Agi – Le fabbriche dei follower e la campagna elettorale
Segnalo questo articolo molto interessante del direttore di Agi, Riccardo Luna
State attenti a quelli con cui chattate in rete. Potrebbero essere robot. Non lasciatevi ingannare dalla foto del profilo e dalla biografia, in rete ci sono milioni di account fasulli. Una poderosa inchiesta del New York Times porta per la prima volta alla luce un sistema di cui si parla da anni: le cosiddette fabbriche dei followers (in Italia qualche anno fa se ne occupò il professor Marco Camisani Calzolari). Due numeri rendono l’idea del fenomeno: quasi 50 milioni di utenti attivi di Twitter sarebbero in realtà profili fasulli, gestiti da robot (detti semplicemente bot); e su Facebook questo numero sale a 60 milioni. Praticamente gli abitanti di un paese come l’Italia: solo che sono zombie digitali.
I profili fasulli sono identici a quelli veri intanto perché l’immagine del profilo che utilizzano è un’immagine vera, rubata ad un profilo reale, magari poco utilizzato, con pochissimi follower, oppure creato tempo fa e abbandonato da anni. A partire da quella foto si aggiungono un nome di fantasia, una bio generica e il bot è pronto. A fare che? Tante cose. La prima è ingrossare le fila dei follower di chi vuol dimostrare al mondo quanto sia influente sui social media. La seconda è rilanciare tutti i messaggi scritti da qualcuno in modo da accreditare la falsa idea che in rete ci sia consenso su quel messaggio.
Non sono scherzi, sono truffe pericolose. Perché sul numero dei follower si costruiscono carriere personali (qualche giorno fa ha fatto scalpore la ragazza inglese che pretendeva di alloggiare gratis in un hotel di lusso col fidanzato in cambio di una recensione positiva ai suoi follower, migliaia naturalmente, precisamente 87 mila). Ma ancora di più in questo modo si orienta e si distorce il dibattito politico, influenzando l’esito delle elezioni, come accaduto negli Stati Uniti.

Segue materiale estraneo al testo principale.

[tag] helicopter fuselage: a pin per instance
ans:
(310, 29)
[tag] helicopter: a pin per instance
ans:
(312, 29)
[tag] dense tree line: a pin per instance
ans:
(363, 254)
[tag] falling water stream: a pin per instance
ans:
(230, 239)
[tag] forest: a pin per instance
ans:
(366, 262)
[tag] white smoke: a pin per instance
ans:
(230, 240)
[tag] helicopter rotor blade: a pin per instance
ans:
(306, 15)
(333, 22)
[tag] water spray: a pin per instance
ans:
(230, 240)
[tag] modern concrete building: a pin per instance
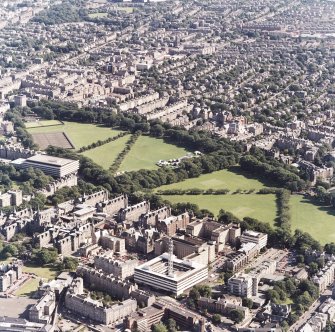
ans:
(243, 285)
(261, 239)
(50, 165)
(119, 269)
(185, 274)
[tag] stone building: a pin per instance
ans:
(116, 244)
(133, 212)
(172, 224)
(222, 306)
(220, 234)
(187, 248)
(165, 308)
(42, 311)
(152, 217)
(9, 273)
(119, 269)
(80, 303)
(113, 206)
(106, 282)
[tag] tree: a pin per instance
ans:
(247, 302)
(44, 256)
(194, 294)
(216, 319)
(171, 325)
(313, 268)
(69, 263)
(236, 316)
(160, 327)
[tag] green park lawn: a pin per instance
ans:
(105, 155)
(147, 151)
(224, 179)
(318, 221)
(81, 134)
(261, 207)
(97, 15)
(28, 288)
(42, 123)
(128, 10)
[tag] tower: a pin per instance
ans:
(170, 263)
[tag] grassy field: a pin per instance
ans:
(147, 151)
(97, 15)
(28, 288)
(319, 221)
(105, 155)
(261, 207)
(42, 123)
(81, 134)
(223, 179)
(42, 272)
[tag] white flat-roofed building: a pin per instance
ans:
(50, 165)
(255, 237)
(186, 274)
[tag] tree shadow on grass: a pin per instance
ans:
(324, 208)
(265, 180)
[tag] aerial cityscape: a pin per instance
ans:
(167, 165)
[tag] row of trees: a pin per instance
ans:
(118, 160)
(303, 294)
(70, 193)
(102, 142)
(283, 219)
(193, 191)
(277, 237)
(29, 178)
(15, 116)
(277, 173)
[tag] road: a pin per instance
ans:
(308, 314)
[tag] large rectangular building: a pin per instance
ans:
(50, 165)
(155, 273)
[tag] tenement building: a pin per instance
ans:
(171, 274)
(80, 303)
(119, 269)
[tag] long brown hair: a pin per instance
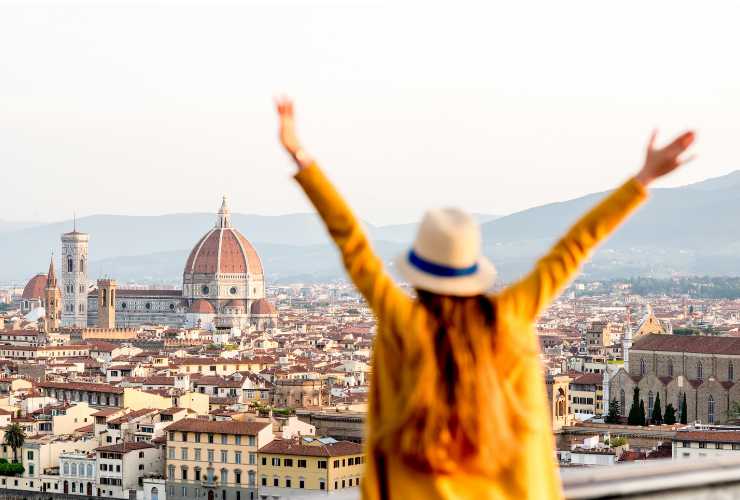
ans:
(458, 412)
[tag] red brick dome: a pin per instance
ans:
(263, 307)
(202, 306)
(35, 287)
(224, 250)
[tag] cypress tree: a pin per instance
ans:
(670, 415)
(634, 416)
(613, 416)
(657, 417)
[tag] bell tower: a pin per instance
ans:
(52, 300)
(106, 303)
(74, 279)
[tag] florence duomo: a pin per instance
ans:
(223, 287)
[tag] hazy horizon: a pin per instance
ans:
(149, 110)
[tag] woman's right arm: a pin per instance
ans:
(527, 298)
(364, 267)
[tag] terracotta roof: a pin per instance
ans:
(709, 436)
(125, 447)
(84, 386)
(688, 343)
(315, 449)
(263, 306)
(218, 427)
(223, 249)
(34, 289)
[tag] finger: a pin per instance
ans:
(651, 141)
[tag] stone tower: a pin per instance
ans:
(106, 303)
(52, 300)
(74, 279)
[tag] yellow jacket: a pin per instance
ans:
(533, 474)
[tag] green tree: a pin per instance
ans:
(657, 417)
(634, 415)
(15, 437)
(669, 418)
(613, 416)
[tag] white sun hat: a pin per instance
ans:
(446, 256)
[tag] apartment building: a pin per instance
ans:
(214, 459)
(290, 467)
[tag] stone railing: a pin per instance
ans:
(667, 479)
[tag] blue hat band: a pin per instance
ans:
(439, 270)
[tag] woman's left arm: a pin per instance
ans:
(364, 267)
(528, 297)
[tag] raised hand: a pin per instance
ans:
(659, 162)
(288, 137)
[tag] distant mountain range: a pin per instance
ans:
(684, 230)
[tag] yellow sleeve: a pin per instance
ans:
(527, 298)
(364, 267)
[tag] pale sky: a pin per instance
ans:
(495, 107)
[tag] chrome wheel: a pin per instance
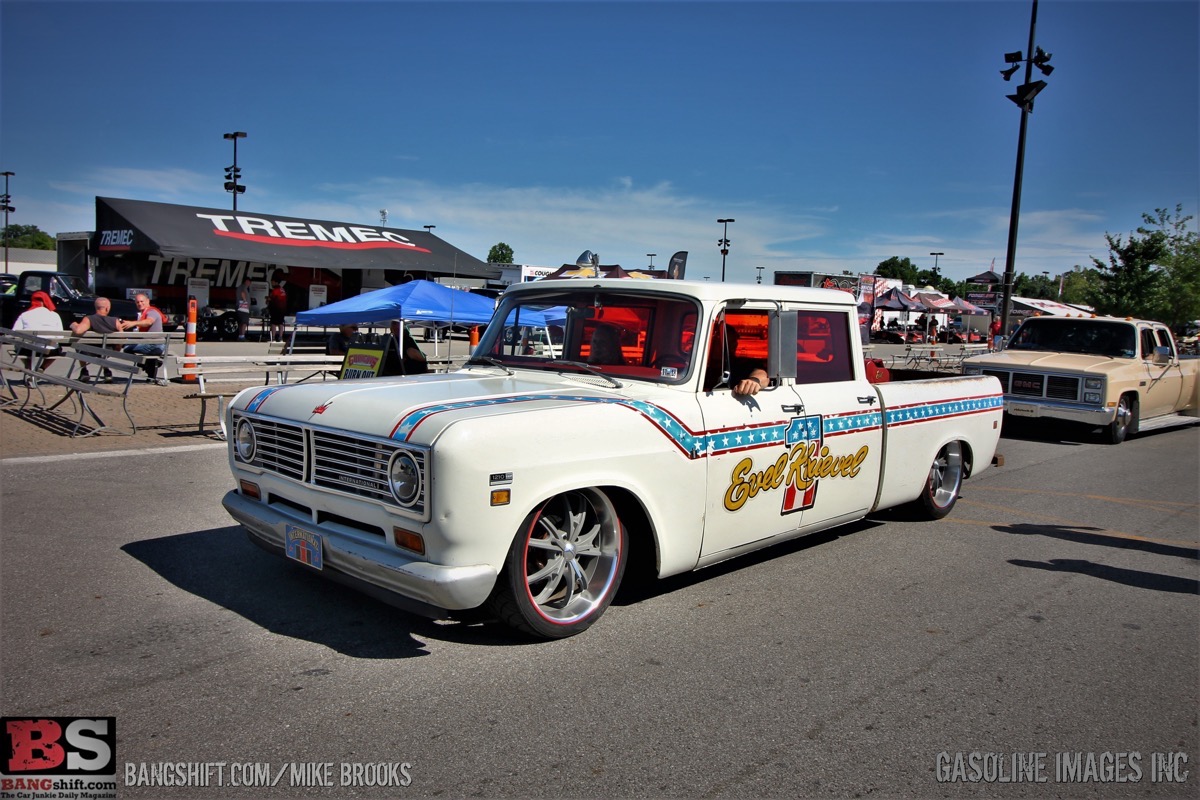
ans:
(564, 565)
(943, 482)
(1123, 422)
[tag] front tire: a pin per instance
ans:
(563, 567)
(1125, 422)
(945, 481)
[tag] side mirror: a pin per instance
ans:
(783, 328)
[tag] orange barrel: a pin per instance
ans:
(190, 341)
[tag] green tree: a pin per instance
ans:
(1177, 301)
(28, 236)
(501, 253)
(1129, 282)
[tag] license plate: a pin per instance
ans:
(1023, 409)
(304, 546)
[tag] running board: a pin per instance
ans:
(1165, 421)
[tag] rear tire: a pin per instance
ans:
(945, 481)
(563, 567)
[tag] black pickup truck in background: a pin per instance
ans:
(72, 300)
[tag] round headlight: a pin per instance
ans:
(244, 440)
(405, 479)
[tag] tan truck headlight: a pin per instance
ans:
(245, 441)
(405, 479)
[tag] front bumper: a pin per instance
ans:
(373, 567)
(1038, 408)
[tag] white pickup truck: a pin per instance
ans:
(527, 482)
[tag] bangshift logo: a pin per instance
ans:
(306, 234)
(58, 746)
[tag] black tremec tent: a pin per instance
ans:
(131, 227)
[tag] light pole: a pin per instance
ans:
(724, 244)
(7, 210)
(233, 174)
(1024, 100)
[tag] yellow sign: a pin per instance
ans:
(361, 361)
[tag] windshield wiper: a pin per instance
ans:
(486, 360)
(587, 367)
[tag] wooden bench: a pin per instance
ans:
(79, 389)
(29, 354)
(246, 371)
(121, 340)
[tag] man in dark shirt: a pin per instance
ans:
(101, 323)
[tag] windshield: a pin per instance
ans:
(1114, 340)
(69, 286)
(622, 335)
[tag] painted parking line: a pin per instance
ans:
(114, 453)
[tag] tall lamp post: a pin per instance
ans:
(233, 173)
(1024, 100)
(724, 244)
(7, 210)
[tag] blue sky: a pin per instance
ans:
(837, 134)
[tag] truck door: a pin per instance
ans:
(795, 453)
(1163, 383)
(839, 469)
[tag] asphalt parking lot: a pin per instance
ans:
(1051, 617)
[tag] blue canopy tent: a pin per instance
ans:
(417, 301)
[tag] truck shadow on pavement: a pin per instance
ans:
(1086, 536)
(222, 566)
(1137, 578)
(641, 584)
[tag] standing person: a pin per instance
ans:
(149, 320)
(277, 306)
(403, 356)
(101, 323)
(39, 317)
(995, 334)
(340, 342)
(243, 308)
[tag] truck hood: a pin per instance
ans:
(1047, 361)
(418, 408)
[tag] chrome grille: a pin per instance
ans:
(336, 461)
(1060, 388)
(349, 464)
(280, 449)
(1036, 384)
(1029, 384)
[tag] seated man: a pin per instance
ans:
(149, 320)
(747, 376)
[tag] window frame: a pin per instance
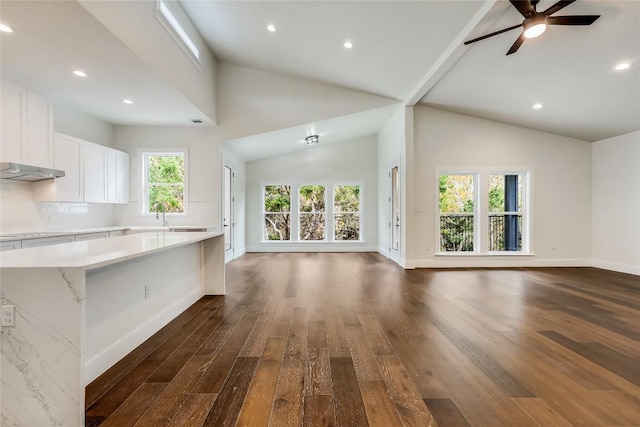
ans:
(174, 26)
(144, 175)
(301, 214)
(329, 186)
(333, 213)
(481, 209)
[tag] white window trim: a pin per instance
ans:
(143, 154)
(329, 237)
(326, 212)
(481, 211)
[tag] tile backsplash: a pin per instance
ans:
(19, 213)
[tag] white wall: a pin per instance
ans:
(353, 160)
(252, 102)
(71, 121)
(561, 185)
(616, 203)
(204, 172)
(391, 146)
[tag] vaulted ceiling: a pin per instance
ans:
(408, 51)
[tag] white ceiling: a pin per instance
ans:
(402, 50)
(52, 38)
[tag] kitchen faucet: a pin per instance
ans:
(160, 208)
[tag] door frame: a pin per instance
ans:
(395, 253)
(229, 200)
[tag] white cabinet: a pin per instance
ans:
(67, 156)
(117, 176)
(9, 246)
(95, 172)
(27, 127)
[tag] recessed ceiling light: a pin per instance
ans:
(312, 139)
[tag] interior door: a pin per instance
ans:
(394, 218)
(228, 222)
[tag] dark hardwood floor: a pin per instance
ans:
(354, 340)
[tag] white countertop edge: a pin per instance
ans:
(98, 253)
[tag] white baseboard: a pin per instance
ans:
(98, 364)
(614, 266)
(481, 262)
(314, 247)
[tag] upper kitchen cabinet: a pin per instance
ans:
(27, 127)
(95, 172)
(67, 156)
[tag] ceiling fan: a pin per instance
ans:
(535, 23)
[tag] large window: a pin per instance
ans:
(457, 212)
(306, 212)
(346, 212)
(505, 212)
(483, 212)
(164, 182)
(277, 212)
(312, 212)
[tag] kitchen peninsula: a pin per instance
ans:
(80, 307)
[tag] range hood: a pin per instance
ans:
(20, 172)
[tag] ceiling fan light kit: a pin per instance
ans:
(534, 27)
(535, 23)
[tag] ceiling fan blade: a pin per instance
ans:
(556, 7)
(572, 20)
(492, 34)
(525, 7)
(516, 45)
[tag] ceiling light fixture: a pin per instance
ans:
(312, 139)
(535, 26)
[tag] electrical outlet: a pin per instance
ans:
(8, 315)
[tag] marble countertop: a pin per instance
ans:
(100, 252)
(40, 234)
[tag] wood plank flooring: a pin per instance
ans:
(354, 340)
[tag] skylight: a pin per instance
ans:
(177, 27)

Dietro ci sono moltissime società che svolgono il servizio. La principale, svelata da Times, si chiama Devumi, sta in Florida, è stata fondata da un 27enne che in rete si vanta di lauree e master naturalmente fasulli (anche in modo ridicolo: se fosse vera la laurea in fisica a Princeton l’avrebbe conseguita quando aveva 10 anni); ma che fa fatturati reali con oltre 200 mila clienti (sportivi, attori, politici, semplici scalatori sociali, ma nella lista del Times ci sono anche il governo cinese e un capo di stato sudamericano) che si sono rivolti a Devumi per un ritocchino social.
Anche in Italia ci sono reti di bot politici (una, di duemila bot, è emersa qualche settimana fa). Quanto costano? Dieci centesimi per ogni bot, ha scoperto il Times. Dieci centesimi e hai un robot-follower al tuo servizio. Insomma una parte non trascurabile delle conversazioni sui social, sono algoritmi che si parlano fra loro. Per questo il mio consiglio ai candidati di questa campagna elettorale è: non ignorate la rete, certo, ma andate per strada, stringete mani vere, guardate le persone negli occhi, ascoltate la loro voce. Dei bot fasulli si occupi la polizia postale invece.